- Version: 2.1
- Authors: Zhenyu Zhang (zhenyuz.cdis@gmail.com)
- Description: The package converts TCGA SNP6 tangent normalized data (produced previously by TCGA using BirdSuite package) into copy number segmentation files
- License: Apache 2.0
- R (>= 3.2.0)
- tools
- parallel
- data.table (>= 1.9.6)
- DNAcopy (>= 1.44.0)
- futile.logger (>= 1.4.3)
- optparser (>= 1.4.4)
Probeset_Description File: a six column TSV file containing the following information
- probeid: SNP6 probeset ID
- chr: chromosome
- pos: coordinate of the center of probe
- strand: strand
- type: SNP6 or CN proble
- freqcnv: probe in frequent copy number variation regions in germline (boolean)
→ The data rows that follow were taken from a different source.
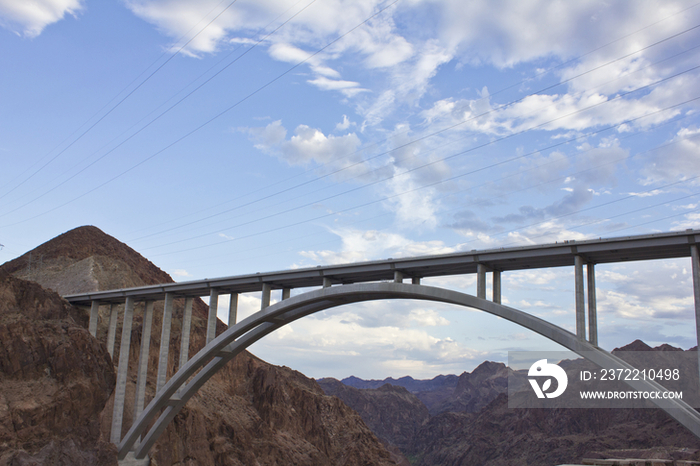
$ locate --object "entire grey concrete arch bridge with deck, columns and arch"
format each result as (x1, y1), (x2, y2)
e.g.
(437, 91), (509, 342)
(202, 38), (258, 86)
(64, 230), (700, 459)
- par: probe in Pseudo-Autosomal Regions (PAR) (boolean)
Two example probe description files in GRCh38 are provided in ./meta folder.
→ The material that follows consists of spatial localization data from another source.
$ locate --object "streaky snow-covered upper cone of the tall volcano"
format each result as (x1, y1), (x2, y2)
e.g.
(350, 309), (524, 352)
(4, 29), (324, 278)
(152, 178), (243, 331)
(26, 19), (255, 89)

- snp6.na35.liftover.hg38.txt.gz is generated from coordinate liftover (default for command-line mode)
- snp6.na35.remap.hg38.subset.txt.gz is generated from probe sequence remap (recommended)
Two modes of running are supported In command-line running mode, the script SNP6CBS.r process one input file each time
Rscript SNP6CBS.r --file=tangent_normlized_file --out1=output_allcnv_file --out2=output_nocnv_file --meta=probeset_description_file --gender=gender --sample=sample_id --log=output_log_file
In parallel mode, SNP6CBS.paralle.r will build a parallel cluster to process each sample. This mode requires a job description file, whose file name is hardcoded in the script as
job_file = "../cbs.jobs.20180214.txt"
A sample job file is provided in ./example/cbs.jobs.20180214.txt. Please check file header for descriptions of each field.